Advanced HTTPClient Info

Contents

Proxies

Support for proxies (including SOCKS) is fully implemented. However, using proxies in Applets is subject to a number of security restrictions (see security for more information on the various security policies and the consequences that arise from them). If you are using an http proxy then use the HTTPConnection.setProxyServer() method to set the default proxy for all connections, and HTTPConnection.setCurrentProxy() to set a proxy for the current connection only. You can also manipulate a list of hosts for which no proxy is to be used with the methods HTTPConnection.dontProxyFor() and HTTPConnection.doProxyFor().

If you are using SOCKS then the method to use is setSocksServer(). Note that both an http proxy and a SOCKS proxy can be set at the same time, in which case a request is sent via the SOCKS server to the proxy server, which in turn relays the request to the desired destination.

Some proxies will proxy for protocols other than http using http to contact the proxy itself. If you have such a proxy then you can use the HTTPClient to do requests for other protocols through the proxy. To do this you need to create an HTTPConnection to the proxy itself (i.e. don't use setCurrentProxy() or setProxyServer()) and specify the full URL of the file/article/whatever in the Get(), Put(), etc.
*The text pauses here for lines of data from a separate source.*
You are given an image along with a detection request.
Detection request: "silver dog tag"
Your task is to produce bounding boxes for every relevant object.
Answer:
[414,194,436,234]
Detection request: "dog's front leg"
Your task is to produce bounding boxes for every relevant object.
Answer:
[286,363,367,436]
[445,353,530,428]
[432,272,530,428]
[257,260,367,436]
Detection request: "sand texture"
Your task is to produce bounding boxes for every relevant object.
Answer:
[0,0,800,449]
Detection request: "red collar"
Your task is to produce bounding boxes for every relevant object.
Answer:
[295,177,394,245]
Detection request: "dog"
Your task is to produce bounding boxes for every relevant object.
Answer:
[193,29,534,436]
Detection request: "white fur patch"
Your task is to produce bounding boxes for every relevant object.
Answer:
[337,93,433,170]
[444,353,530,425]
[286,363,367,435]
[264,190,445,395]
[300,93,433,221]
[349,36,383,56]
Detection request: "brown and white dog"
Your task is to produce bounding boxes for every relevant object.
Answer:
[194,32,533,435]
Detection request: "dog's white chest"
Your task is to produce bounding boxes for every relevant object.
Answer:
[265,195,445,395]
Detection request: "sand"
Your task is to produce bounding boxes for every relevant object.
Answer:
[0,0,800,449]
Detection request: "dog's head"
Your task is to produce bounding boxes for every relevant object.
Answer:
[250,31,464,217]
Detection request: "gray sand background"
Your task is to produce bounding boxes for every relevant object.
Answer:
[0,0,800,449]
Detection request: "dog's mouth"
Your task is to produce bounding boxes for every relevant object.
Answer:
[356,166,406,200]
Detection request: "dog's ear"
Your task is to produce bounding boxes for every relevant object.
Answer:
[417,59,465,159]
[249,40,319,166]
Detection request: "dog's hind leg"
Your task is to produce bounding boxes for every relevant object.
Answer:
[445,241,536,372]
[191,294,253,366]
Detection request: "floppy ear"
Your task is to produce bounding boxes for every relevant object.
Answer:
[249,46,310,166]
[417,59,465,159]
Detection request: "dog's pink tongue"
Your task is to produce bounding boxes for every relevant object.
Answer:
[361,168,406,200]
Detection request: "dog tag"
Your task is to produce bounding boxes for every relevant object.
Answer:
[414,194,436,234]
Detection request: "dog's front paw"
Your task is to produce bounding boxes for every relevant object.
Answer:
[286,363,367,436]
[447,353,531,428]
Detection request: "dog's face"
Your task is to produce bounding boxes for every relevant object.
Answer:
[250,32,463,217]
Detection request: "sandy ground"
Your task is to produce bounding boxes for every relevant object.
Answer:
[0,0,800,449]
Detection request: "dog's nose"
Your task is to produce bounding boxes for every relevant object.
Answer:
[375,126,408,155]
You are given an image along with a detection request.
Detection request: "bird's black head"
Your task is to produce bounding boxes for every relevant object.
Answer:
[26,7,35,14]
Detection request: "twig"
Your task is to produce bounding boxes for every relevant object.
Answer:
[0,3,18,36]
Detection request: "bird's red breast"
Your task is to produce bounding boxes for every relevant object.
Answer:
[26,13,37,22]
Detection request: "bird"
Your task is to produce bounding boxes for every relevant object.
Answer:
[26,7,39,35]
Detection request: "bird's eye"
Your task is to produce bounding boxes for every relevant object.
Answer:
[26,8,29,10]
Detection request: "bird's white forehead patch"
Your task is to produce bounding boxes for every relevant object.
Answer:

Example: if you want to retrieve the file /pub/README via ftp from rtfm.mit.edu then you could use something like:

    HTTPConnection proxy = new HTTPConnection("my.proxy.dom", 8000);
    HTTPResponse   resp  = proxy.Get("ftp://rtfm.mit.edu/pub/README");
    ...

Timeouts

Sometimes one doesn't want to wait (almost) forever until a connection is established to the server or until the server answers. In this case a timeout can be set using the methods HTTPConnection.setDefaultTimeout() and HTTPConnection.setTimeout(). Setting a timeout will cause the client to limit the time it will spend trying to get the hosts IP-address and establishing a connection with the server. If this is running under JDK 1.1 or later it will also set the timeout on the socket while reading the response headers. The timeout is always disabled while reading the response body. The rationale for this is that otherwise I'd have to make all the input streams (which may be pushed onto the response input stream) reentrant, and this would include writing my own versions of GZIPInputStream etc.

Contexts

There has been the desire to run multiple independent clients within one application. This was previously hindered by the fact that the list of authorization info was shared by all instances of HTTPConnection, resulting in all clients having to use the same username and password. Starting with V0.3 you can set a context (HTTPConnection.setContext()) for each HTTPConnection. Each module which keeps information on behalf of the application (such as the cookie module, the authorization module and the redirection module) then uses a separate list for each context. In this way only instances of HTTPConnection using the same context will share information.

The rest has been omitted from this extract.